Asked whether he thought he was discriminating against the women, the shop owner said they were being discriminated against by men “if they have to wear these veils”.

“I also want to be able to see whether a woman is happy,” he said. “That’s not possible if she’s wearing a burka.”

“If they want to visit my business, then they are welcome to do so - but without a burka.”

The local mayor of Eben am Achensee Josef Hausberger has criticised the move by the shop owner, describing the sticker as “unacceptable”.

“I am against exclusion. People are equal - regardless of religion or origin,” he said.

According to the Hausberger, the region only received a few guests from the Middle East last summer - including a few women wearing veils, although it was not cause for “much excitement”.

The most popular spot in Austria for tourists from the Gulf region is Zell am See, in Salzburg, which began marketing itself to Arab tourists as a ‘paradise’ over a decade ago.

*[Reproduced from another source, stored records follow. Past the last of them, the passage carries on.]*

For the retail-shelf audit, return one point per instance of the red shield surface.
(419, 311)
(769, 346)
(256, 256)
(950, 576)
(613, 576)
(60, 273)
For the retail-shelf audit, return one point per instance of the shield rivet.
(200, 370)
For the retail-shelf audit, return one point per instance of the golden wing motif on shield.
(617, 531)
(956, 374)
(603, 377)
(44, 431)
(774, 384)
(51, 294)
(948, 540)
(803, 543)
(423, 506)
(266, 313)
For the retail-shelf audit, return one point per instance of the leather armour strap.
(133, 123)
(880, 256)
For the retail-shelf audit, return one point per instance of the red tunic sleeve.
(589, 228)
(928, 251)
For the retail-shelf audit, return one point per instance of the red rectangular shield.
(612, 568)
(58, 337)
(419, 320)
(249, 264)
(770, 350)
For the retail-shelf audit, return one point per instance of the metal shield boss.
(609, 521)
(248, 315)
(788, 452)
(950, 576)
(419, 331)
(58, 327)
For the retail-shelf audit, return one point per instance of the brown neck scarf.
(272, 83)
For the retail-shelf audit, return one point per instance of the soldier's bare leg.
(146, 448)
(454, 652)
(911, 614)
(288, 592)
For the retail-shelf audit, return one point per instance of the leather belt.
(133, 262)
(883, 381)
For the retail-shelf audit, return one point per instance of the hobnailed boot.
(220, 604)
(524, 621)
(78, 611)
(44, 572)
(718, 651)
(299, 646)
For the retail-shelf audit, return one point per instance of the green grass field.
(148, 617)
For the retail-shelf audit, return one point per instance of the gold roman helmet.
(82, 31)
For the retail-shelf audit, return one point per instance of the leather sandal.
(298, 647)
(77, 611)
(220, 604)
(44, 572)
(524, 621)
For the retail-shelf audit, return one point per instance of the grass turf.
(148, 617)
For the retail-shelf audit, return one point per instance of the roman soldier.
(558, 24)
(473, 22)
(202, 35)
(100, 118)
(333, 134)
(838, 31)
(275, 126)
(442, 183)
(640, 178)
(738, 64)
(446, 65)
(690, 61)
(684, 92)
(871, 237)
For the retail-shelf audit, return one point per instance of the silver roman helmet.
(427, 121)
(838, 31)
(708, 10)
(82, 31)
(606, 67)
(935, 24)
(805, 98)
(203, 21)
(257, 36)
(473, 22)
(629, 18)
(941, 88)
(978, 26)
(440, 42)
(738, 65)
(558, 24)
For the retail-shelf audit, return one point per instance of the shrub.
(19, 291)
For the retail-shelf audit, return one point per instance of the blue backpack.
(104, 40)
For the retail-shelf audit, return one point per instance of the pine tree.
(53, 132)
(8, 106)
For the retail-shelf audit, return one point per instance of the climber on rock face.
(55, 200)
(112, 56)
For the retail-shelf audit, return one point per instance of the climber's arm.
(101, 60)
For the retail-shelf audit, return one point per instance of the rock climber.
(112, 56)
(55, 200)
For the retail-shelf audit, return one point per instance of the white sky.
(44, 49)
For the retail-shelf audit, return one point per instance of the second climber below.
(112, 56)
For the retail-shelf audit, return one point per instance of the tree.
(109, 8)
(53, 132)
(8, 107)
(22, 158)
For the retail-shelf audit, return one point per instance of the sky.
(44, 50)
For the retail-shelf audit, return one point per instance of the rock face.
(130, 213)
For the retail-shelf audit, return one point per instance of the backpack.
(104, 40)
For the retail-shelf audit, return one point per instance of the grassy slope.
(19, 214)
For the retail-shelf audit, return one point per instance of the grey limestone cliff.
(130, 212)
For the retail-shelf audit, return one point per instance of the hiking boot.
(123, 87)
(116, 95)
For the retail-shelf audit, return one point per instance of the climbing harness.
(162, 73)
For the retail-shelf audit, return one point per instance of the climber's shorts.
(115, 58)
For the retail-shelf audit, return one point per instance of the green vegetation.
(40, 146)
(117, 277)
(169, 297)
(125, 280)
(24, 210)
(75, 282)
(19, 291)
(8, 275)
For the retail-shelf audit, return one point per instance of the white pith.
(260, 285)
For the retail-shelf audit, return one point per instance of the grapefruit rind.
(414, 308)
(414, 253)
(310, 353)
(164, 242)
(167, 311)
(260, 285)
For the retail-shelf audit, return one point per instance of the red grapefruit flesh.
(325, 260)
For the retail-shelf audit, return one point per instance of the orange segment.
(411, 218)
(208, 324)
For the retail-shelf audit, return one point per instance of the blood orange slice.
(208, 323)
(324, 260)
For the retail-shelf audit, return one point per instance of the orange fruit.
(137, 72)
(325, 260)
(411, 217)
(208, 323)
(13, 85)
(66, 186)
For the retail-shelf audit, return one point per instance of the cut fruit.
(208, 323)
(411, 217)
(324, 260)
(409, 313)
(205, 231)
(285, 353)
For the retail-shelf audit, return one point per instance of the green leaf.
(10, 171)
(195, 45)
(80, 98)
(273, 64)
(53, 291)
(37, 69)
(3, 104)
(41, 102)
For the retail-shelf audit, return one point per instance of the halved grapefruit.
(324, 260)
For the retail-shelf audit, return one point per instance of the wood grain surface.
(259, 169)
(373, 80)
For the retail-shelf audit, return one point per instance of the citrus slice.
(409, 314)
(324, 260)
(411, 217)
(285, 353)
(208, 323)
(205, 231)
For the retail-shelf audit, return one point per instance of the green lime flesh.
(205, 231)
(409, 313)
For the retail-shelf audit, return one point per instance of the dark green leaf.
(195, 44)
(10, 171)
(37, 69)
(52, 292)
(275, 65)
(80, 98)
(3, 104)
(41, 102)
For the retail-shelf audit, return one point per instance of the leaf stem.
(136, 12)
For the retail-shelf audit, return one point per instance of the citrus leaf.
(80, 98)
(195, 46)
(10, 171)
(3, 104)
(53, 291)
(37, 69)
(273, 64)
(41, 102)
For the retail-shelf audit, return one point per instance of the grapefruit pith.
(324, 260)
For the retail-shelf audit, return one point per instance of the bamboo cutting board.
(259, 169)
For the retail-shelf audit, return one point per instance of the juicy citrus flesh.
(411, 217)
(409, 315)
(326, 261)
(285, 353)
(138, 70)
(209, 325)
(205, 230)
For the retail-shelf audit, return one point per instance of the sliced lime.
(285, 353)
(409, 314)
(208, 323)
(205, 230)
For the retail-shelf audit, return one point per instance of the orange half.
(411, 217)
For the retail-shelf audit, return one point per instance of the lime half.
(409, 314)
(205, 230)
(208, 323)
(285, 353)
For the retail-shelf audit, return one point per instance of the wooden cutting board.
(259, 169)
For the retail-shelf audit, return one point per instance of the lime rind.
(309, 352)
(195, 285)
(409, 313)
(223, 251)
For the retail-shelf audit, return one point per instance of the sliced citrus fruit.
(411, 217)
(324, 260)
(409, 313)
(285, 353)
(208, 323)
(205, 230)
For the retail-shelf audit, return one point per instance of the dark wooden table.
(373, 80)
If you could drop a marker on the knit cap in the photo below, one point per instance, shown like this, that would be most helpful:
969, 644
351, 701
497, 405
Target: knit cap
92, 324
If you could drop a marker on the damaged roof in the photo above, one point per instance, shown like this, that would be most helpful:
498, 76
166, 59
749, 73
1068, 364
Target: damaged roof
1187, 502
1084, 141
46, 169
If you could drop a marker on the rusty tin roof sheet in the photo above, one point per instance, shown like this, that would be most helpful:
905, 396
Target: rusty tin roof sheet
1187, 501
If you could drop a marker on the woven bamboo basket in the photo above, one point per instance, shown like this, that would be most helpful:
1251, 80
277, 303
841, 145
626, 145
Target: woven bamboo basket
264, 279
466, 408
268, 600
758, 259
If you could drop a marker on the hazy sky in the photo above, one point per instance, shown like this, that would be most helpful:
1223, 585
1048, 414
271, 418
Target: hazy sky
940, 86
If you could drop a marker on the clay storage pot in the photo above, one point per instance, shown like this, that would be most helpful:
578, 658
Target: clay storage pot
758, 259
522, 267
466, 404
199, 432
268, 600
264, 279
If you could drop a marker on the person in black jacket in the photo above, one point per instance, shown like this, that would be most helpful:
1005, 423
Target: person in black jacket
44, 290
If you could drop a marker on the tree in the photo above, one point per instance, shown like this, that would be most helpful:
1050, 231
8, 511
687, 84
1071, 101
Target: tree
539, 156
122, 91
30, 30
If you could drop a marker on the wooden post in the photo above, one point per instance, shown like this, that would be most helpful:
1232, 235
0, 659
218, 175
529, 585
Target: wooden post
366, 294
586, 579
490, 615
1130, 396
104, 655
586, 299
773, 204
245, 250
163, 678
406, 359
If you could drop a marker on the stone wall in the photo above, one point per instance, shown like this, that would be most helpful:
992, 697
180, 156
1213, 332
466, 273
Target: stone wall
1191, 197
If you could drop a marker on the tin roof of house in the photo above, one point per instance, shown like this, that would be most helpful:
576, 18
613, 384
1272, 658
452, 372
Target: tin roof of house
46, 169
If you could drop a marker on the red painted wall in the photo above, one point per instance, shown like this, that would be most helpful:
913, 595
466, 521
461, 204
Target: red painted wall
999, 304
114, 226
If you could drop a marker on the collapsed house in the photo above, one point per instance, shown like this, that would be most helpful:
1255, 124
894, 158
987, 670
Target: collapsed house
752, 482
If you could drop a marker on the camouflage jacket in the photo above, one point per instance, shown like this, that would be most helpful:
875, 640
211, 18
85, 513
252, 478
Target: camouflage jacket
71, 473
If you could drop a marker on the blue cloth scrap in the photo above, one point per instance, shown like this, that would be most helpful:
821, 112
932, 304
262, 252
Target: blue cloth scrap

Salzburg’s tourism agency ran into criticism last year, however, when it published a guide for visitors from the Gulf region about on how to behave in Austria.

Suggestions included the idea that Austrian shopkeepers don't expect to haggle over prices, and that eating on the floor in hotel rooms is a "no-no".

According to the executive director of the Salzburger Land Tourism company, Leo Bauernberger, "Arabs are here in the summer for more than 470,000 nights, making them the second largest visitor group after Germans."